Our train pulled up at Parramatta Station just after midnight. Hand in hand, Geoff and I stepped off onto the platform and hurriedly walked over to the escalators. He pressed a kiss to my neck as we travelled down. I smiled.
“It was a good night tonight,” I mentioned. “It’s so good to see Aaron so happy. I love you.”
We reached the base of the escalators and began strolling over towards the gates.
“I love you too,” Geoff responded with another kiss.
We tapped off with our Opal cards, then turned towards the escalators to take out back out of the station. Outside the closed newsagency, a woman sat. My first instinct was to say a prayer for her in my mind, while I was trying not to stare at her little cardboard sign.
“If you don’t mind me asking, how much do you need for a room?”
“Oh, a hundred dollars, love, but I don’t think I’m getting that tonight.”

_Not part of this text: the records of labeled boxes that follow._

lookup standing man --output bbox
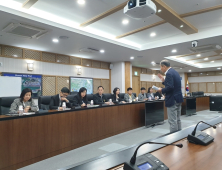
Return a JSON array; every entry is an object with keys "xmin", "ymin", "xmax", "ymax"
[{"xmin": 158, "ymin": 60, "xmax": 183, "ymax": 133}]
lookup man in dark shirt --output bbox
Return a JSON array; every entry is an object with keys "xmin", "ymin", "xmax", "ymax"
[{"xmin": 93, "ymin": 86, "xmax": 110, "ymax": 104}]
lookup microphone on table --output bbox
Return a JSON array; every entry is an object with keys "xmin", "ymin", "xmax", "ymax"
[
  {"xmin": 187, "ymin": 121, "xmax": 217, "ymax": 145},
  {"xmin": 130, "ymin": 142, "xmax": 183, "ymax": 165},
  {"xmin": 123, "ymin": 142, "xmax": 183, "ymax": 170}
]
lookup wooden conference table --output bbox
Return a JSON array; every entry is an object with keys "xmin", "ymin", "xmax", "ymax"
[{"xmin": 0, "ymin": 96, "xmax": 210, "ymax": 170}]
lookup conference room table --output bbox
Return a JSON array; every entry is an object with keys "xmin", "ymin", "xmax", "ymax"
[
  {"xmin": 0, "ymin": 96, "xmax": 210, "ymax": 170},
  {"xmin": 58, "ymin": 116, "xmax": 222, "ymax": 170}
]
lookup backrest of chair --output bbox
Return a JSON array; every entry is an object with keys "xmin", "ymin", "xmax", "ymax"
[
  {"xmin": 38, "ymin": 96, "xmax": 52, "ymax": 110},
  {"xmin": 0, "ymin": 96, "xmax": 19, "ymax": 115}
]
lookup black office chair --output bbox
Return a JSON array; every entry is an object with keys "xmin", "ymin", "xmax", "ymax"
[
  {"xmin": 38, "ymin": 96, "xmax": 52, "ymax": 110},
  {"xmin": 0, "ymin": 96, "xmax": 19, "ymax": 115}
]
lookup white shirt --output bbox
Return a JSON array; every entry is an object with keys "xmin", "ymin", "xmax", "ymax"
[{"xmin": 165, "ymin": 67, "xmax": 171, "ymax": 75}]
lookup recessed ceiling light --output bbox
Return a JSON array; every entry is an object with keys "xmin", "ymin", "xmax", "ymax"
[
  {"xmin": 77, "ymin": 0, "xmax": 86, "ymax": 5},
  {"xmin": 99, "ymin": 50, "xmax": 105, "ymax": 53},
  {"xmin": 150, "ymin": 32, "xmax": 156, "ymax": 37},
  {"xmin": 52, "ymin": 38, "xmax": 59, "ymax": 43},
  {"xmin": 122, "ymin": 19, "xmax": 129, "ymax": 25}
]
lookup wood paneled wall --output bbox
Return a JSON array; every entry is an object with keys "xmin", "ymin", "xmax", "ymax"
[
  {"xmin": 0, "ymin": 45, "xmax": 110, "ymax": 70},
  {"xmin": 189, "ymin": 82, "xmax": 222, "ymax": 93}
]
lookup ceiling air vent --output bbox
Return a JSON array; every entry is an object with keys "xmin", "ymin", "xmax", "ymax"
[
  {"xmin": 79, "ymin": 48, "xmax": 99, "ymax": 53},
  {"xmin": 190, "ymin": 45, "xmax": 221, "ymax": 53},
  {"xmin": 2, "ymin": 23, "xmax": 47, "ymax": 39}
]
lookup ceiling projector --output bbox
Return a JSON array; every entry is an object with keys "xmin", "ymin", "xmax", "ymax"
[{"xmin": 124, "ymin": 0, "xmax": 156, "ymax": 19}]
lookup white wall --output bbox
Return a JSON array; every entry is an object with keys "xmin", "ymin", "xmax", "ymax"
[
  {"xmin": 0, "ymin": 57, "xmax": 109, "ymax": 79},
  {"xmin": 111, "ymin": 62, "xmax": 125, "ymax": 93},
  {"xmin": 188, "ymin": 76, "xmax": 222, "ymax": 83}
]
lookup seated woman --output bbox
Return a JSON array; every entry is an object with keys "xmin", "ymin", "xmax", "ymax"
[
  {"xmin": 112, "ymin": 87, "xmax": 126, "ymax": 103},
  {"xmin": 147, "ymin": 87, "xmax": 155, "ymax": 100},
  {"xmin": 73, "ymin": 87, "xmax": 88, "ymax": 107},
  {"xmin": 10, "ymin": 88, "xmax": 38, "ymax": 114}
]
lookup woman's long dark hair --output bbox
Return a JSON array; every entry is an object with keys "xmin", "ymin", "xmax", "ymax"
[
  {"xmin": 147, "ymin": 87, "xmax": 152, "ymax": 93},
  {"xmin": 78, "ymin": 87, "xmax": 87, "ymax": 100},
  {"xmin": 20, "ymin": 88, "xmax": 32, "ymax": 102},
  {"xmin": 113, "ymin": 87, "xmax": 120, "ymax": 94}
]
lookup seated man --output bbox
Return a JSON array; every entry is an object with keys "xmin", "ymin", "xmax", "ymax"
[
  {"xmin": 124, "ymin": 87, "xmax": 136, "ymax": 102},
  {"xmin": 138, "ymin": 87, "xmax": 148, "ymax": 101},
  {"xmin": 49, "ymin": 87, "xmax": 71, "ymax": 110},
  {"xmin": 93, "ymin": 86, "xmax": 110, "ymax": 104}
]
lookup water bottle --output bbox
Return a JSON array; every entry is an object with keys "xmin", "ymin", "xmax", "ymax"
[
  {"xmin": 62, "ymin": 102, "xmax": 66, "ymax": 110},
  {"xmin": 19, "ymin": 105, "xmax": 23, "ymax": 116}
]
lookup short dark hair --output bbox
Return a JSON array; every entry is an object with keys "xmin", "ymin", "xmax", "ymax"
[
  {"xmin": 160, "ymin": 60, "xmax": 170, "ymax": 67},
  {"xmin": 78, "ymin": 87, "xmax": 87, "ymax": 99},
  {"xmin": 147, "ymin": 87, "xmax": 152, "ymax": 93},
  {"xmin": 97, "ymin": 86, "xmax": 104, "ymax": 90},
  {"xmin": 20, "ymin": 88, "xmax": 32, "ymax": 102},
  {"xmin": 113, "ymin": 87, "xmax": 120, "ymax": 94},
  {"xmin": 127, "ymin": 87, "xmax": 133, "ymax": 91},
  {"xmin": 140, "ymin": 87, "xmax": 146, "ymax": 90},
  {"xmin": 61, "ymin": 87, "xmax": 70, "ymax": 94}
]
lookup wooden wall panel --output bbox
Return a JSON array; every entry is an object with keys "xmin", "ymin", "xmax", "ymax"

I retrieved my purse from my bag. From it I fetched two fifty-dollar notes and handed them over to the woman. Finally, Geoff and I walked away. The two of us caught the bus to Castle Hill, alighting at the stop outside the Devereux home. We slipped back into the house. Geoff led me up the stairs and to his room, where we changed into pyjamas and collapsed onto the bed. In the morning, I woke up, surprisingly feeling energised, and rolled onto my side to check my phone. It was almost ten o’clock, which explained how I’d still managed to get a decent sleep, despite the late night. When I flicked through my phone, a notification popped up, reminding me of Laurel’s gender reveal party. That’s right, that’s happening. I rolled onto my back and felt like I couldn’t breathe. The rest of the bed was empty, Geoff already having left for work. Excuses to skip the party started running through my mind, despite my gratitude that Laurel and Frank had extended an invitation to me, the cousin of their cousin.
I’m going through a bit.
That, of course, is true, but has been the case for almost twelve months.
For personal reasons, I will not be attending.
That seemed like something an athlete would say, for missing a match. t’s intentionally vague, but that doesn’t mean you can’t see right through it.
My brother went missing.
The past tense made the event sound oddly recent.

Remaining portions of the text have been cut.